Haffejee’s comments coincided with the release of the group’s annual financial results to end-December 2021 and an update on the group’s recovery plan from the COVID-19 pandemic.

He says Metair’s recovery has unfolded broadly as anticipated, with the energy storage business recovering quickly in a V-shaped path, while the automotive components business has followed a more extended project-based U-shaped recovery.

Haffejee reckons the energy storage business performed better than expected, while unplanned supply chain costs negatively affected the performance of the automotive components business.

He says new projects have progressed well in both cost and delivery timetables, and the group continues to explore ways in which to unlock value within the energy storage business.

Metair’s largest automotive components project, involving a total investment of R1 billion, is the new Ford Ranger project.
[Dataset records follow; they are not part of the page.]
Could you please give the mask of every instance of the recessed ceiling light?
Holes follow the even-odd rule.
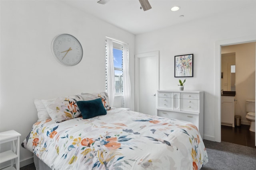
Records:
[[[177,11],[180,9],[180,7],[178,6],[174,6],[171,8],[171,11]]]

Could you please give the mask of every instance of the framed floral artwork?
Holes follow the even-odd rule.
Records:
[[[193,77],[193,54],[176,55],[174,61],[174,77]]]

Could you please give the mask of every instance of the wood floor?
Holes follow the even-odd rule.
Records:
[[[256,148],[255,133],[249,130],[250,126],[241,126],[221,125],[221,141]]]

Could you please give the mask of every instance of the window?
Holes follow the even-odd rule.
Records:
[[[123,94],[123,52],[122,45],[120,44],[113,42],[113,47],[115,72],[115,96],[120,96]]]
[[[110,104],[115,96],[122,97],[121,107],[130,108],[131,84],[128,44],[111,38],[106,39],[106,90]]]

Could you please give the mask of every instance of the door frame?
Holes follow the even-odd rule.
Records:
[[[157,90],[159,90],[159,51],[155,51],[145,53],[136,54],[135,55],[135,100],[134,100],[134,109],[135,111],[138,111],[140,108],[140,59],[144,57],[156,57],[157,63],[156,65],[158,66],[158,68],[156,68],[156,80],[157,81]],[[156,94],[157,93],[156,93]],[[157,97],[156,94],[156,97]]]
[[[246,37],[219,41],[215,43],[215,92],[214,100],[214,136],[215,141],[221,141],[221,47],[242,44],[244,43],[256,42],[256,34]],[[256,62],[255,63],[256,66]],[[256,86],[255,88],[256,97]],[[256,127],[255,128],[256,130]],[[256,146],[256,136],[255,136],[255,145]]]

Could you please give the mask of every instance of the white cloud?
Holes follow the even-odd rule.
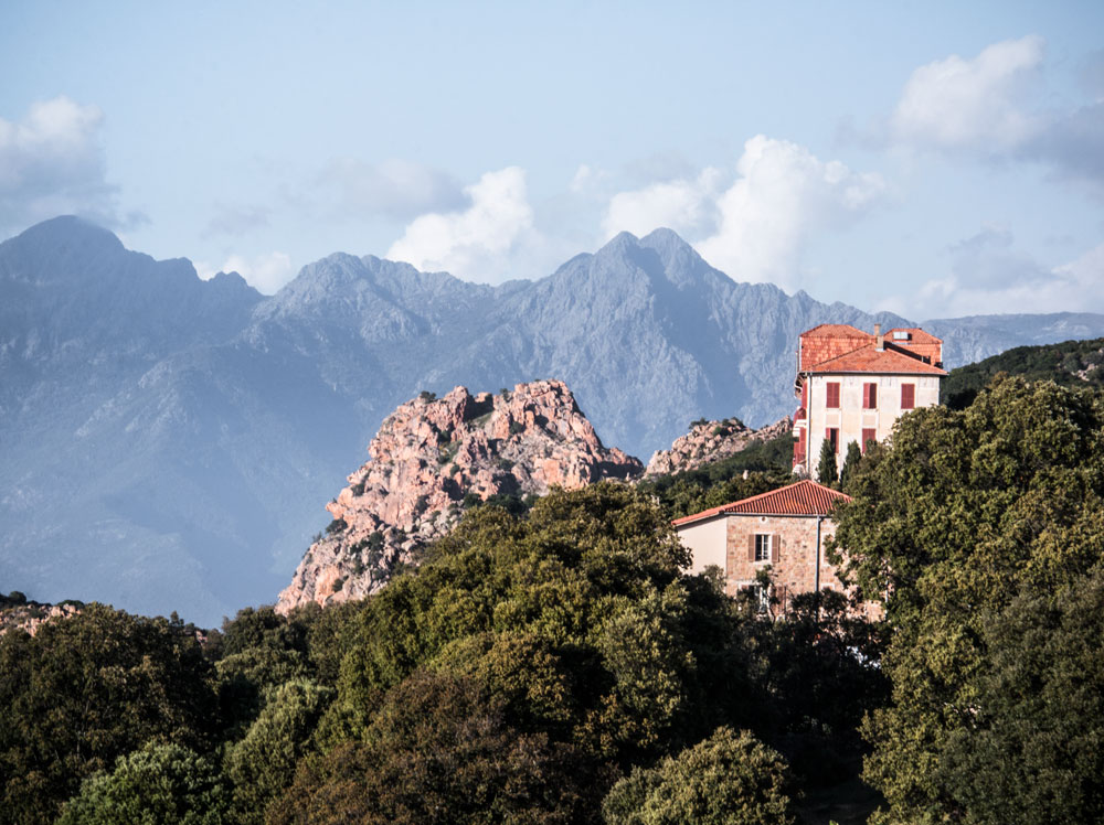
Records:
[[[736,172],[716,201],[715,232],[696,247],[735,280],[785,288],[803,285],[802,259],[813,236],[848,226],[885,191],[878,174],[762,135],[744,144]]]
[[[498,282],[543,275],[544,242],[533,228],[526,173],[518,167],[487,172],[464,189],[467,208],[420,215],[386,257],[423,270],[445,270],[460,278]]]
[[[652,183],[633,192],[619,192],[609,200],[603,233],[647,235],[657,226],[675,229],[684,237],[699,236],[716,224],[716,196],[723,172],[712,167],[693,180],[678,179]]]
[[[464,205],[460,186],[450,175],[406,160],[364,163],[339,158],[327,164],[318,183],[333,193],[329,201],[346,214],[408,221]]]
[[[0,118],[0,237],[63,213],[125,223],[104,178],[103,119],[65,96],[35,103],[20,122]]]
[[[258,292],[270,296],[295,277],[291,257],[287,253],[272,251],[247,257],[231,255],[222,266],[213,267],[198,260],[193,265],[203,280],[210,280],[219,272],[237,272]]]
[[[951,55],[912,73],[890,121],[900,142],[943,149],[1007,150],[1042,127],[1029,111],[1043,61],[1030,35],[994,43],[973,60]]]
[[[619,192],[609,199],[602,226],[607,238],[666,226],[734,280],[794,289],[808,276],[802,262],[815,236],[846,228],[884,192],[878,174],[757,135],[744,143],[735,175],[709,167],[696,176]]]
[[[241,237],[268,226],[272,210],[251,204],[216,203],[214,214],[208,222],[203,235],[231,235]]]
[[[948,251],[949,272],[879,309],[910,318],[1104,311],[1104,244],[1069,264],[1048,267],[1017,250],[1007,229],[987,226]]]
[[[888,138],[914,149],[1044,163],[1104,194],[1102,54],[1082,67],[1089,99],[1080,103],[1045,87],[1044,43],[1036,35],[994,43],[972,60],[951,55],[921,66],[902,90]]]

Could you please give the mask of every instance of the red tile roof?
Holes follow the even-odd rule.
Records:
[[[894,340],[893,333],[902,333],[902,336]],[[850,324],[825,323],[814,326],[800,335],[797,369],[799,373],[885,372],[946,375],[938,367],[932,366],[943,361],[943,341],[932,333],[919,328],[896,328],[888,330],[882,340],[884,349],[878,351],[877,336]],[[894,361],[893,355],[881,357],[884,353],[895,354],[900,360]],[[904,368],[906,361],[914,362],[913,368]],[[841,364],[849,364],[850,367],[843,368]],[[920,366],[916,366],[917,364]]]
[[[718,515],[831,515],[840,501],[851,501],[851,496],[838,490],[826,488],[815,481],[799,481],[796,484],[772,490],[769,493],[753,495],[731,504],[703,510],[701,513],[676,518],[671,524],[681,527],[686,524],[712,518]]]
[[[882,351],[871,346],[839,355],[814,367],[816,373],[889,373],[893,375],[946,375],[932,364],[925,364],[915,356],[895,352],[890,347]]]
[[[909,338],[895,339],[894,332],[903,332]],[[921,329],[894,328],[885,332],[887,347],[900,347],[901,350],[914,353],[922,358],[927,358],[933,364],[943,363],[943,340],[935,338],[930,332]]]
[[[874,336],[850,324],[822,323],[800,335],[799,372],[806,372],[822,361],[873,344]]]

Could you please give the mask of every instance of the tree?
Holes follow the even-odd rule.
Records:
[[[830,439],[820,442],[820,461],[817,462],[817,481],[828,486],[839,480],[836,471],[836,447]]]
[[[1025,592],[984,623],[991,666],[941,783],[979,825],[1104,815],[1104,568],[1060,597]]]
[[[656,768],[635,769],[606,796],[606,825],[788,825],[782,756],[747,731],[719,728]]]
[[[330,688],[310,682],[282,685],[242,741],[230,747],[225,772],[233,782],[234,818],[240,825],[263,823],[265,810],[291,783],[332,695]]]
[[[1101,560],[1104,398],[999,378],[965,410],[902,417],[849,492],[829,554],[842,562],[847,550],[846,575],[884,601],[891,628],[882,666],[892,700],[864,726],[866,778],[889,803],[881,821],[973,817],[985,794],[941,767],[973,764],[962,760],[988,736],[981,714],[1002,689],[1004,655],[990,625],[1021,594],[1065,598]],[[1023,689],[1023,707],[1036,707],[1038,686]],[[1082,724],[1090,710],[1075,707],[1052,710]],[[1039,758],[1018,774],[1020,799],[1043,800],[1064,770],[1061,749]],[[1055,821],[1041,805],[1018,816]]]
[[[854,473],[854,468],[861,460],[862,449],[859,447],[859,442],[851,441],[847,446],[847,456],[843,458],[843,467],[841,467],[839,471],[839,485],[841,488],[847,486],[848,481],[851,480],[851,475]]]
[[[0,823],[53,822],[81,780],[158,739],[202,749],[213,672],[179,622],[103,604],[0,638]]]
[[[179,744],[147,744],[85,780],[57,825],[230,825],[229,794],[210,761]]]
[[[581,795],[587,764],[513,728],[471,679],[420,671],[389,692],[360,741],[304,765],[269,822],[565,825],[597,804]]]

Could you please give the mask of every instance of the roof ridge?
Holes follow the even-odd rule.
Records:
[[[845,355],[851,355],[852,353],[859,352],[859,350],[866,350],[868,346],[873,346],[874,345],[873,335],[871,335],[870,338],[871,338],[870,341],[868,341],[864,344],[859,344],[853,350],[848,350],[847,352],[838,353],[837,355],[832,355],[830,358],[818,361],[816,364],[809,364],[809,369],[816,369],[818,366],[820,366],[821,364],[827,364],[829,361],[835,361],[836,358],[842,358]]]
[[[838,490],[832,490],[831,488],[825,486],[824,484],[813,481],[811,479],[802,479],[800,481],[796,481],[793,484],[786,484],[785,486],[776,488],[775,490],[768,490],[765,493],[758,493],[756,495],[747,496],[746,499],[741,499],[739,501],[730,502],[729,504],[721,504],[716,507],[710,507],[709,510],[703,510],[700,513],[693,513],[692,515],[682,516],[681,518],[676,518],[671,522],[671,524],[673,524],[675,526],[679,526],[682,524],[689,524],[690,522],[698,522],[701,521],[702,518],[712,518],[713,516],[725,515],[729,513],[744,513],[744,514],[760,514],[760,515],[822,515],[822,513],[820,513],[819,510],[816,508],[816,503],[809,501],[805,502],[798,501],[797,505],[804,507],[805,511],[813,511],[813,512],[804,512],[804,511],[793,512],[793,510],[790,510],[789,512],[783,511],[777,513],[771,513],[764,511],[762,513],[758,513],[758,511],[745,510],[745,507],[749,507],[756,503],[761,503],[771,497],[786,499],[787,494],[798,494],[798,489],[803,489],[802,492],[807,491],[807,496],[799,496],[799,497],[813,499],[816,496],[824,496],[827,500],[834,500],[834,501],[840,501],[840,500],[851,501],[851,496],[849,496],[847,493],[842,493]]]

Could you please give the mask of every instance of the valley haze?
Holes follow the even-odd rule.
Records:
[[[75,217],[0,244],[0,588],[217,624],[275,600],[397,405],[559,378],[647,461],[793,411],[797,335],[919,325],[948,368],[1104,315],[925,320],[737,283],[670,229],[487,286],[336,253],[272,297]]]

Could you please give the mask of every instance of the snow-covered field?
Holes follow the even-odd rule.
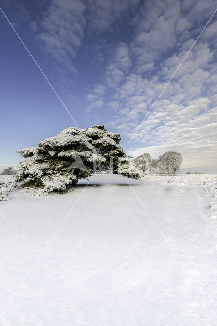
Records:
[[[87,184],[0,201],[0,324],[215,325],[216,175]]]

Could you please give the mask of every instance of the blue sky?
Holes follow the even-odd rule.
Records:
[[[2,9],[81,128],[105,123],[128,153],[180,151],[217,172],[212,0],[3,0]],[[75,123],[2,13],[1,166]]]

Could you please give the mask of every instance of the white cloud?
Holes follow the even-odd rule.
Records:
[[[39,22],[38,37],[43,50],[56,63],[71,72],[84,35],[85,6],[79,0],[52,0]]]

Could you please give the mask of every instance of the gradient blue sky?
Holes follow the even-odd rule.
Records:
[[[79,127],[105,123],[133,156],[180,151],[217,172],[217,13],[212,0],[2,1]],[[0,13],[0,165],[75,124]]]

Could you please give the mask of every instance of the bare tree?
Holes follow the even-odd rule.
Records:
[[[142,170],[144,173],[149,170],[151,166],[151,156],[149,153],[144,153],[140,155],[135,159],[134,163],[136,166]]]
[[[170,151],[160,155],[158,159],[158,167],[164,174],[175,175],[179,171],[182,157],[180,153]]]

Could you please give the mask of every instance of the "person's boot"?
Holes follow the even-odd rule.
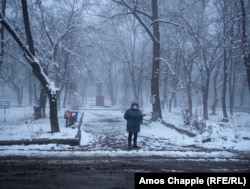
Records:
[[[128,142],[128,149],[132,149],[131,142]]]

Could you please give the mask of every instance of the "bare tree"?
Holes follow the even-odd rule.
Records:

Of this total investment, more than R700 million will be invested this year into Metair’s automotive components business in South Africa, the vast majority of it into the Ford Ranger project.

It includes the investment of a further R165 million to localise the automotive copper wire used by Metair’s Hesto Harnesses.

Haffejee says it is anticipated that the Ford Ranger project will create more than 3 000 new jobs at Metair, with the majority of these being created in 2023.

The new Ford Ranger is scheduled to be launched in the fourth quarter of this year.

Metair’s group revenue increased by 23% to R12.62 billion in the year to end-December 2021 from R10.23 billion in the previous year.

Haffejee says this improvement reflects the strong rebound following the COVID-19 lockdown restrictions in 2020.

The automotive components business’s contribution to total group revenue improved by 36% to R6.7 billion year-on-year, while revenue from the energy storage business grew by 18% to R7.6 billion.

Haffejee says the energy storage business benefited from strong export demand and sustained local aftermarket and OEM demand.

He says OEM customer volumes of the automotive components business grew strongly in the first half of the year, but the momentum slowed in the second half owing to supply chain-related disruptions to OEM production in South Africa.

Group operating profit improved to R1.16 billion from R0.6 billion, with the operating margin recovering to 9.2%, from 5.5% in 2020.

Headline earnings per share increased by 139% to 354 cents from 148 cents.